Later, after he’d left CalPERS and the investigation into their relationship gained momentum, Buenrostro said he accepted an additional $50,000 from Villalobos, paid by check.

Buenrostro is hoping that by cooperating with the investigation, his prison sentence will be reduced. But that depends on how much he has to tell; after all, much of what he has said was already public knowledge. Ed Mendel of CalPensions has read the plea agreement:

Apart from providing the bogus disclosure documents for Apollo, the plea agreement has few specifics about what Buenrostro accomplished for Villalobos while taking gifts and cash from late 2004 until leaving CalPERS in May 2008.

Would Buenrostro tell what success he had in influencing specific CalPERS investment decisions? Does he know if confidential information helped Villalobos, who received at least $50 million in fees, get specific clients seeking CalPERS investments?

What additional information, if any, federal prosecutors may want is not mentioned in the plea agreement.

But there are hints of a larger conspiracy here. Is it possible other CalPERS board members were in on it? Or is Buenrostro simply dropping half-truths to improve his bargaining position with authorities? Again from Mendel:

The Buenrostro plea agreement twice uses the phrase “I did knowingly and intentionally conspire with Villalobos and others.” Whether “others” refers to persons not yet named or is just a legal catch-all term is not clear.

An oddly veiled incident briefly described in the plea agreement seems to suggest that Villalabos used undue influence, if not small bribes, to get the CalPERS board to approve a pharmacy benefits contract.

“In approximately 2005, I observed Villalobos provide valuable casino chips to certain (now former) members of the CalPERS board as well as my wife before the board considered a proposal from Health Care Company No. 1 in connection with CalPERS’ health care benefit program,” said Buenrostro.

Without naming the company or board members, Buenrostro said he saw two of the board members recommend a contract with the company in a CalPERS committee, and then at the full CalPERS board all three chip recipients voted for the contract.

A similar incident is described with names and more detail in a special review of placement agents done for CalPERS by the Steptoe & Johnson law firm and Navigant Consulting, costing $11 million and issued in March 2011.

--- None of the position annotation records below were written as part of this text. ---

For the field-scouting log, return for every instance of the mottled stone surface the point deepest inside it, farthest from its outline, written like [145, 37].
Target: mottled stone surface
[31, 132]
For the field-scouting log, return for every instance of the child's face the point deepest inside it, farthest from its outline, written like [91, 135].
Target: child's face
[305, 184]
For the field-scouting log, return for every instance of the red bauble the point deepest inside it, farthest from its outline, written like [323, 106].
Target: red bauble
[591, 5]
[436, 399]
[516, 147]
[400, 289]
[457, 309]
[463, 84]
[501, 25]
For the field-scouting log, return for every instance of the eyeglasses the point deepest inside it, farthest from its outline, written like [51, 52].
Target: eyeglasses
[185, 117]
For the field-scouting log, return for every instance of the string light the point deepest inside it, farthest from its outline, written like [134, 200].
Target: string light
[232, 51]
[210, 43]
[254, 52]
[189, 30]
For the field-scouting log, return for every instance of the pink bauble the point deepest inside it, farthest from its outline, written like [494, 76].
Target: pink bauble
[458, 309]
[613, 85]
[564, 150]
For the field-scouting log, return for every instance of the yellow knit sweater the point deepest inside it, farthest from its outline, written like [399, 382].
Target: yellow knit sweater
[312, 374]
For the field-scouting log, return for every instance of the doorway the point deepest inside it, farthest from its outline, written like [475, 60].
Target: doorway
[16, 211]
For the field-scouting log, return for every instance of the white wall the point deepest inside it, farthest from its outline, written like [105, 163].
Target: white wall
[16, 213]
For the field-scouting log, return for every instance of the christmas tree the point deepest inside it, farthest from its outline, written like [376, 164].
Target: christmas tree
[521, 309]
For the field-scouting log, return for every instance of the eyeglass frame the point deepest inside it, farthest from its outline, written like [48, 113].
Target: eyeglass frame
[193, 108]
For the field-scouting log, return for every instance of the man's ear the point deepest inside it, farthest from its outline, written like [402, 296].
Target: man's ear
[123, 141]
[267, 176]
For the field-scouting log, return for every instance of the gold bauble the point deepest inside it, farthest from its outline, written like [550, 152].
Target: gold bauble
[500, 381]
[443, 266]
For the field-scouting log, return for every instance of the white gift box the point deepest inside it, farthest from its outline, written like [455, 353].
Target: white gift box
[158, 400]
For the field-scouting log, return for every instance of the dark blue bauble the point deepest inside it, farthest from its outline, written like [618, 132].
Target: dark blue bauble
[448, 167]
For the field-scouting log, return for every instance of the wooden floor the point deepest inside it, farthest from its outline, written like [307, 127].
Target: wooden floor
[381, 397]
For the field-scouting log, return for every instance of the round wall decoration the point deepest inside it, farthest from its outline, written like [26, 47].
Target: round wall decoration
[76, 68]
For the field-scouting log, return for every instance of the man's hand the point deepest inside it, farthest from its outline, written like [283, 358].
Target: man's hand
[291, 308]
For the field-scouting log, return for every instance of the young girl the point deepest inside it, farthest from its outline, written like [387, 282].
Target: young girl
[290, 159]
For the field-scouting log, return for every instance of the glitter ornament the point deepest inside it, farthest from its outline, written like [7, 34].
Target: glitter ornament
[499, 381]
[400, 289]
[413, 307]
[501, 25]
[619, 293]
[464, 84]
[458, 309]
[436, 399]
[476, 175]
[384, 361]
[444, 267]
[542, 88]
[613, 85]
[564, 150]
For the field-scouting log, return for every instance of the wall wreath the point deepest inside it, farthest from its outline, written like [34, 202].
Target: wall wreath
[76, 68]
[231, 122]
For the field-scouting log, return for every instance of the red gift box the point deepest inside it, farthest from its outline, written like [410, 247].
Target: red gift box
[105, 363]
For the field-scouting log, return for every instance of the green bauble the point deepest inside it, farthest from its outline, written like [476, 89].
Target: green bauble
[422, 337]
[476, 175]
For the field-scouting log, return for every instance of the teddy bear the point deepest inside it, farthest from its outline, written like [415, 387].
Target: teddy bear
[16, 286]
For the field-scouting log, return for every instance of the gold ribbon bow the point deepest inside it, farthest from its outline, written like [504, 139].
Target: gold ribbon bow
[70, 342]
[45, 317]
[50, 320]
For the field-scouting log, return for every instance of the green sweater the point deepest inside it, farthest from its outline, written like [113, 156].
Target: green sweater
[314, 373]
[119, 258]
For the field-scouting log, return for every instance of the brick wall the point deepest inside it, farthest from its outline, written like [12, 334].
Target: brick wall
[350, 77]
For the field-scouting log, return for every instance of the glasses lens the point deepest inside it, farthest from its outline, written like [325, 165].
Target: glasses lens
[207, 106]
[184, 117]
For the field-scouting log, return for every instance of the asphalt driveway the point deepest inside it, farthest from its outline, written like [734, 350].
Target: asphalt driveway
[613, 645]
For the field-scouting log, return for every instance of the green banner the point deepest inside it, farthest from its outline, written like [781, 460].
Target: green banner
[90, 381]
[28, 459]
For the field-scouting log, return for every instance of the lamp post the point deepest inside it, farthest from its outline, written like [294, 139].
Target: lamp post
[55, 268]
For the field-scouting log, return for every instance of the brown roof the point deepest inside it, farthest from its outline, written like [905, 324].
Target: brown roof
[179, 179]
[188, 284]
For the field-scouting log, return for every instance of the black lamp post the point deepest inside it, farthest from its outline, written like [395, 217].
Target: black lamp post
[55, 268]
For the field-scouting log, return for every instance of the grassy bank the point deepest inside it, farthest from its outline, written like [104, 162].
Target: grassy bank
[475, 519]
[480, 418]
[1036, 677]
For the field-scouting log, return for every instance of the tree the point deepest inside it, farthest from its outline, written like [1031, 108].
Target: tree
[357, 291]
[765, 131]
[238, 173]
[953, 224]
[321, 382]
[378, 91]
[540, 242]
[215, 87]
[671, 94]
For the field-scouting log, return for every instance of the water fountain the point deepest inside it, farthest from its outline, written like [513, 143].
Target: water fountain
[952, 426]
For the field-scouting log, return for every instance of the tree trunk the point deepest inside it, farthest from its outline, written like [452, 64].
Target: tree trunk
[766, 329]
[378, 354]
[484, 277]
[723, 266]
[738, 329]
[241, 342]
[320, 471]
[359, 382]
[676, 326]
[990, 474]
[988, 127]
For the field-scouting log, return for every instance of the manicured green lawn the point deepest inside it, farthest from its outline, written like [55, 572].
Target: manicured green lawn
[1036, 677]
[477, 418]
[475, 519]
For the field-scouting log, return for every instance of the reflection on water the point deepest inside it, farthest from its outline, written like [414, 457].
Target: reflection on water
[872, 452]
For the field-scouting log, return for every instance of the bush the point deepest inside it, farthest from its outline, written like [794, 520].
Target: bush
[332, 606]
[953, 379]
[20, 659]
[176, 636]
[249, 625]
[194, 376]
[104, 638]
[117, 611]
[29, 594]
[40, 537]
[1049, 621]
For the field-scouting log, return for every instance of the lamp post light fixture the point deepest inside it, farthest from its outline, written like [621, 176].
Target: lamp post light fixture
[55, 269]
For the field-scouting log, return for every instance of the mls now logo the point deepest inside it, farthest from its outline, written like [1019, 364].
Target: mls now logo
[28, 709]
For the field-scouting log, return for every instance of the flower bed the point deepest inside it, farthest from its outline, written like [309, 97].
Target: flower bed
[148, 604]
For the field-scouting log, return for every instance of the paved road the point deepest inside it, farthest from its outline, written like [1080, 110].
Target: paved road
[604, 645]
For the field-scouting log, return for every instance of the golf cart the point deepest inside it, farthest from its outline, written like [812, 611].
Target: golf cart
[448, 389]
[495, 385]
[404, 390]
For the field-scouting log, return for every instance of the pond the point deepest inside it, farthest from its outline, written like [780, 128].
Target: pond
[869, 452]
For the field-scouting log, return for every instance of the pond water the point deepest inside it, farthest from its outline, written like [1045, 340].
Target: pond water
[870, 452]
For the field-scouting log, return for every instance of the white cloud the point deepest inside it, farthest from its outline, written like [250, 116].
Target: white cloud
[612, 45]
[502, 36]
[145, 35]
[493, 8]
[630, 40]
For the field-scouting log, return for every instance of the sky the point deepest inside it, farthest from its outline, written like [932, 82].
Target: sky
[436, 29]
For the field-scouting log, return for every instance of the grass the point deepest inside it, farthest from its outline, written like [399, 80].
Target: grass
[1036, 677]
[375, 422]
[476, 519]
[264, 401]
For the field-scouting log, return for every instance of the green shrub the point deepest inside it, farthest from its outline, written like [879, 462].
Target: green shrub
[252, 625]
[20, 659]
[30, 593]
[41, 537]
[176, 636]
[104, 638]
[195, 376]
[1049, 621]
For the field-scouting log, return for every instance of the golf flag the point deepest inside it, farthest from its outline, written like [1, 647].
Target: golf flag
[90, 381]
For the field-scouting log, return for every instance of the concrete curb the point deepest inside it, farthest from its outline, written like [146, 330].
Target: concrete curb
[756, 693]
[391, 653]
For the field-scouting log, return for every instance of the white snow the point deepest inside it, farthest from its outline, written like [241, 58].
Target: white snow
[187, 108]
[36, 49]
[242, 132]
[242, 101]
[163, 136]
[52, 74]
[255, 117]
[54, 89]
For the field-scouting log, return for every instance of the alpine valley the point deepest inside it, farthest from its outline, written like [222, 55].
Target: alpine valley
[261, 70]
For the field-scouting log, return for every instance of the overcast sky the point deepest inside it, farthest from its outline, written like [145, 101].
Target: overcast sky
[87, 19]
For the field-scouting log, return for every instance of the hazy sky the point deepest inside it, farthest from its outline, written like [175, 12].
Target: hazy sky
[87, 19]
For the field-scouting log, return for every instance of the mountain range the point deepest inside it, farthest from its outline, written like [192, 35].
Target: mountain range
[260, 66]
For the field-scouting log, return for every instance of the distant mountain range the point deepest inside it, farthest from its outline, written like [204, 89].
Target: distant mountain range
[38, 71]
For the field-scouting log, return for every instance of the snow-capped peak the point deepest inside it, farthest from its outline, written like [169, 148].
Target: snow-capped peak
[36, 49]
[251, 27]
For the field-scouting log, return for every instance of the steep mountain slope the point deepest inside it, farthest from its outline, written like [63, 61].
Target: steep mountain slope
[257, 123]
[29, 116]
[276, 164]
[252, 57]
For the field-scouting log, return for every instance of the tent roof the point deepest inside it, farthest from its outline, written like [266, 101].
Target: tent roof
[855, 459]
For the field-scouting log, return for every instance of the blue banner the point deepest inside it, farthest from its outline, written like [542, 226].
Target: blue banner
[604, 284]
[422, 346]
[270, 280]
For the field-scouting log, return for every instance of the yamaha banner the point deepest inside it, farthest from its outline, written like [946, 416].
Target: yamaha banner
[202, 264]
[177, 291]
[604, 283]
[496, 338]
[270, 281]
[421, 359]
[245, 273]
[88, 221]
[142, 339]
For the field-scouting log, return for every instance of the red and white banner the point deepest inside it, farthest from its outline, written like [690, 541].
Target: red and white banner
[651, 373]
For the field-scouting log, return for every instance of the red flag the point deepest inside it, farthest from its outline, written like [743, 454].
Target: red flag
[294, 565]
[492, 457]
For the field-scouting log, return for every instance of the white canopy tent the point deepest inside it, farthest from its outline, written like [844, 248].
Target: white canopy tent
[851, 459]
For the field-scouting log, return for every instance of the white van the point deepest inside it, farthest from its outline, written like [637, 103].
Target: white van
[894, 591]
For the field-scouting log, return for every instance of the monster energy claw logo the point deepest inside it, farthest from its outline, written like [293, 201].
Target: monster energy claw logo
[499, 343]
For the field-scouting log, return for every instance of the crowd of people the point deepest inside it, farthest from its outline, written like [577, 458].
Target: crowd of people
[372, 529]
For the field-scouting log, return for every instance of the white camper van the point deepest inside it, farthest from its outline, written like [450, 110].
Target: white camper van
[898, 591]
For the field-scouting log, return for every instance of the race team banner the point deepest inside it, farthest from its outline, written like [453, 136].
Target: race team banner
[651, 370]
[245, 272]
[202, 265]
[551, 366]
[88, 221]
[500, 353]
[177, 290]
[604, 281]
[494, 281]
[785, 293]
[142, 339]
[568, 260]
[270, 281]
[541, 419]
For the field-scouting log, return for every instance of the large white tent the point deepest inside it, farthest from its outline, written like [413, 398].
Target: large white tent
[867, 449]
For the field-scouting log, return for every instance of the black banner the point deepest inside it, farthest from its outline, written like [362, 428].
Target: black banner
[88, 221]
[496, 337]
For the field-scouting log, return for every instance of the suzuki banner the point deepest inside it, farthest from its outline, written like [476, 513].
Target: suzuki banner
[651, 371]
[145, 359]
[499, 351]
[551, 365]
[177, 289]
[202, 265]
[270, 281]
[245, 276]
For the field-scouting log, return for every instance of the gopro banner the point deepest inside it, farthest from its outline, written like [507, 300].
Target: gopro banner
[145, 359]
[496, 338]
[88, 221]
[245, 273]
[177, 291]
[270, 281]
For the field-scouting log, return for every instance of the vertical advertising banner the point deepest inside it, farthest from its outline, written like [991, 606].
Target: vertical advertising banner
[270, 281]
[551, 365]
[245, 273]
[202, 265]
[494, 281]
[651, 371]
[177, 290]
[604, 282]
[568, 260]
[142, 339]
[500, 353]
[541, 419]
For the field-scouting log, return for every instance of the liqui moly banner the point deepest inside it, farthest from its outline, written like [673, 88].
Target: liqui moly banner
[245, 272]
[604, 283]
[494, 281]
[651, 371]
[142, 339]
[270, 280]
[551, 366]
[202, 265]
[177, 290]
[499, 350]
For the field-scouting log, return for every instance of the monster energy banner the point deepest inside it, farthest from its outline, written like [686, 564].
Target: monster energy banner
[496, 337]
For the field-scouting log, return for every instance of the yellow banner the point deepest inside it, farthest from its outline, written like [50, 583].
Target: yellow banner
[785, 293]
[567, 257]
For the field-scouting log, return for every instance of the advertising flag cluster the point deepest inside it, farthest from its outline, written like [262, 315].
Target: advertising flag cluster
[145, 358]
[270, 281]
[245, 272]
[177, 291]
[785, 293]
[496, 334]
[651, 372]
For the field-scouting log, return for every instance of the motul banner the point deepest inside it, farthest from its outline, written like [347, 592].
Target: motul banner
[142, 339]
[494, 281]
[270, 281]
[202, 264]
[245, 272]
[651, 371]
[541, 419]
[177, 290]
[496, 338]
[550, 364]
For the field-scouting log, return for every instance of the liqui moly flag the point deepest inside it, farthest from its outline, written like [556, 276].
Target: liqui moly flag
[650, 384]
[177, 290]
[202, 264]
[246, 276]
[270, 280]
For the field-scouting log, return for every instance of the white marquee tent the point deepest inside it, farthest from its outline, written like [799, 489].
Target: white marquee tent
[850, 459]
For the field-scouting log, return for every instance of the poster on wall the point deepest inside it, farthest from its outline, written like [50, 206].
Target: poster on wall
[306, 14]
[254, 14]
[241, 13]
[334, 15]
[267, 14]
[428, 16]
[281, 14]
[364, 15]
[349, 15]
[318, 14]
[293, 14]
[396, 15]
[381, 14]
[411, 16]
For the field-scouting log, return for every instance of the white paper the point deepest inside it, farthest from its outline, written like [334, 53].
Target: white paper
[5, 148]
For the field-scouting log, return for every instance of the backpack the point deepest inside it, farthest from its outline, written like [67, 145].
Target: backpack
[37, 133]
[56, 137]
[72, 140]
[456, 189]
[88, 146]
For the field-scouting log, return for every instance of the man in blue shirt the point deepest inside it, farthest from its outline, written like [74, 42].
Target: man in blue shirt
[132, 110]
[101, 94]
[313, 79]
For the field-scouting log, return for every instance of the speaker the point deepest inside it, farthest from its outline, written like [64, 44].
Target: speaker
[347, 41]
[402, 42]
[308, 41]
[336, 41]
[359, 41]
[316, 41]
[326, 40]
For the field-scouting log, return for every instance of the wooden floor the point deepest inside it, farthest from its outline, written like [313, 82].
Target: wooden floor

In 2004, Medco Health Solutions, which lost the CalPERS pharmacy benefits contract several years earlier, hired Villalobos as a consultant for $4 million, said the special review.

Later that year three CalPERS board members — Charles Valdes, Kurato Shimada and Robert Carlson — met with Villalobos, Buenrostro and the Medco CEO, David Snow, at Villalobos’ home at Lake Tahoe.

The five men (excluding Snow) had served together on the CalPERS board ten years earlier, said the review. Buenrostro was hired as CEO in 2002 with the support of Valdes, Shimada and Carlson.

“Valdes also reportedly joined Buenrostro and Villalobos at casinos local to the Villalobos home, where he and others are said to have accepted hundreds of dollars in playing chips from Villalobos while there,” said the review.

“We understand that the chips were offered to Valdes, Buenrostro’s wife at the time, and others to allow Villalobos more time to speak with Buenrostro alone.”

The review said “Shimada also reportedly joined Buenrostro, Valdes and others on visits to casinos local to the Villalobos home and has, at different times, denied and acknowledged accepting playing chips from Villalobos while there.”

Valdes left the CalPERS board in 2009 without seeking re-election.

Shimada resigned from the board in 2010. In 2007, he was the head of a CalPERS committee that rejected a proposal to disclose placement agent fees associated with CalPERS investments.